Meg Sagaria-Barritt, Posner Center for International Development
I’m wondering if anyone has had success with an issue-reporting form in their centers. For example, ‘We were in the Classroom and the technology there didn’t work in these ways’ or ‘It’s really cold in Office 231.’ A few things we’d like feedback on:

1. Have you used a reporting form? With success? Or poorly adopted? For both answers, why?2. Do you still maintain a ‘come and talk to us’ approach as well and essentially let Tenants select their channel?
Any other feedback or ideas appreciated.

 

Nancy Osborn-Nicholas

We use a ‘come see us/email us’ reporting system.
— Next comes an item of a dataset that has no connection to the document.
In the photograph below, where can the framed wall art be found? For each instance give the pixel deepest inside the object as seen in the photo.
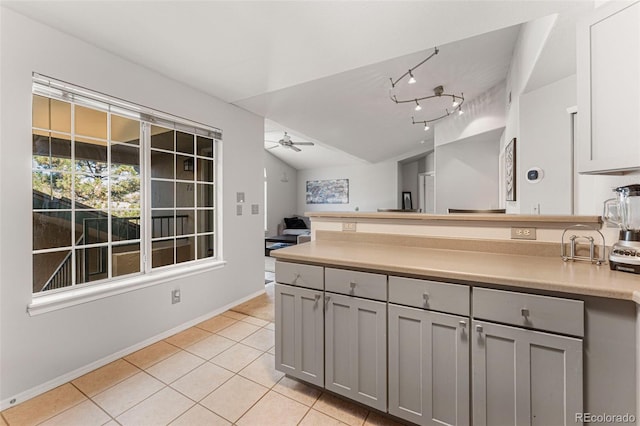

With only 2 staff, plus a property manager, we find the direct approach the easiest.

 

Shelby Fox, Knight Nonprofit Center
I like people to email me so it is in writing and it is easier to keep up with and forward to appropriate parties ect. But it isn’t anything formal and no forms.

 

Alexis Paza, Tides
Hi! Here at Tides Converge we have three different options for our 75 tenant organizations:

  • For standard maintenance requests (lightbulbs out, drippy sink, etc), we use “Angus AnyWhere”, a service portal managed by our onsite property manager and building engineer. Every tenant organization has a standard log-in and when making a request they list their location, the request type, and can attach photos/docs, if needed. Our building engineer manages the queue and prioritizes requests, though the property manager can check in at any time with his own log-in to manage/support. Simple and functional.
  • For Tides’ staff (we’ve got 90 folks onsite), we have built a ticketing system within our Salesforce portal called Internal Service Requests. Our Facilities Coordinator manages the tickets pulled for facility-related requests, our IT department manages tickets for IT-related requests, etc. When creating a ticket, you receive an email with a link, then that link will take you directly to a page where you can track updates, upload photos, “tag” folks who might want to stay updated on the request, etc. Very functional.
  • We also have a few subtenants who are within Tides’ internal office space, so their maintenance requests come directly to Tides’ facilities team instead via a generic email. When a subtenant sends an email to this account, it ends up in the entire team’s inbox, though typically our facilities coordinator fields all requests. This is a bit of a holdover from years past when we didn’t yet use Salesforce, but because there are only a handful of subtenants and the number of facilities requests are low, we’ve kept this as the process for now.

We also welcome a “come and see us” approach, but because we want to set a good example, we either help the person pull a repair ticket via one of the above systems or do it on their behalf with them standing there.

Both the Angus Anywhere and Salesforce ticketing systems work really well for a campus our size because you can track updates (like “waiting for replacement part, estimated time 3 weeks”) that are visible to both the staff member and the person requesting the service. The shared email account is less effective simply because it’s email-based, so it’s not always clear who is taking care of it or if it’s been resolved, and updates are also sent via email and can clog folks’ inboxes.

Reach out directly if you’d like more details – hope this is helpful!

 

Charlene Altehain, Glasser/Schoenbaum Human Services Center
We built a form into our website so the agencies can submit a work order. I’ve attached a link at the bottom. We like that there’s a trail for the order and the form numbers them which gives us additional tracking capabilities. We’ve had a lot of success with this, but that doesn’t mean agency staff doesn’t occasionally call, email, or come by to report an issue. We try to direct them to the website to use the form, but with over 180 staff at the agencies, we have to go with the flow sometimes. Hope that helps.